Toronto, Ontario--(Newsfile Corp. - May 7, 2021) - Pima Zinc Corp. (the "Company") announces that it has amended its memorandum of association to consolidate all of the issued and outstanding ordinary shares ("Shares") of the Company by changing each block of twenty (20) pre-consolidation Shares of the Company into one (1) post-consolidation Share of the Company (the "Consolidation"), resulting in the previously outstanding Shares of the Company being consolidated into approximately 1,267,174 Shares. No fractional Shares will be issued pursuant to the Consolidation and any fractional Shares that would have otherwise been issued have been rounded down to the nearest whole number. The Consolidation was approved by the members of the Company at the Annual and Special General Meeting of Shareholders held on February 8, 2021.
Letters of transmittal with respect to the Consolidation are being mailed to the Company's registered members. All registered members will be required to send their share certificates representing pre-Consolidation Shares, along with a properly executed letter of transmittal, to the Company's registrar and transfer agent, TSX Trust Company, in accordance with the instructions provided in the letter of transmittal. Members who hold their Shares through a broker, investment dealer, bank or trust company should contact that nominee or intermediary for assistance in depositing their Shares in connection with the Consolidation. A copy of the letter of transmittal will be posted on the Company's profile at www.sedar.com.
In addition, the Company has amended its memorandum of association to permit the Company to be deregistered in the Cayman Islands and to apply to the Registrar if Companies in the Cayman Islands to be deregistered as a Cayman Islands exempted company and continued into the provincial jurisdiction of British Columbia (the "Deregistration and Continuance"). The Deregistration and Continuance was approved by the members of the Company at the Annual and Special General Meeting of Shareholders held on February 8, 2021. Further details regarding the Deregistration and Continuance will be provided in a subsequent new release of the Company.
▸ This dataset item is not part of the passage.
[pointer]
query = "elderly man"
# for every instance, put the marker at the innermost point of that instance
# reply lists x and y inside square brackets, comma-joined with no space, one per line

For further information, please contact:
President and Chief Executive Officer
Tel: (416) 361-2832
This news release contains certain "forward-looking information" within the meaning of applicable securities law. Forward looking information is frequently characterized by words such as "plan", "expect", "project", "intend", "believe", "anticipate", "estimate", "may", "will", "would", "potential", "proposed" and other similar words, or statements that certain events or conditions "may" or "will" occur. These statements are only predictions. Forward-looking information is based on the opinions and estimates of management at the date the information is provided, and is subject to a variety of risks and uncertainties and other factors that could cause actual events or results to differ materially from those projected in the forward-looking information. For a description of the risks and uncertainties facing the Company and its business and affairs, readers should refer to the Company's Management's Discussion and Analysis. The Company undertakes no obligation to update forward-looking information if circumstances or management's estimates or opinions should change, unless required by law. The reader is cautioned not to place undue reliance on forward-looking information.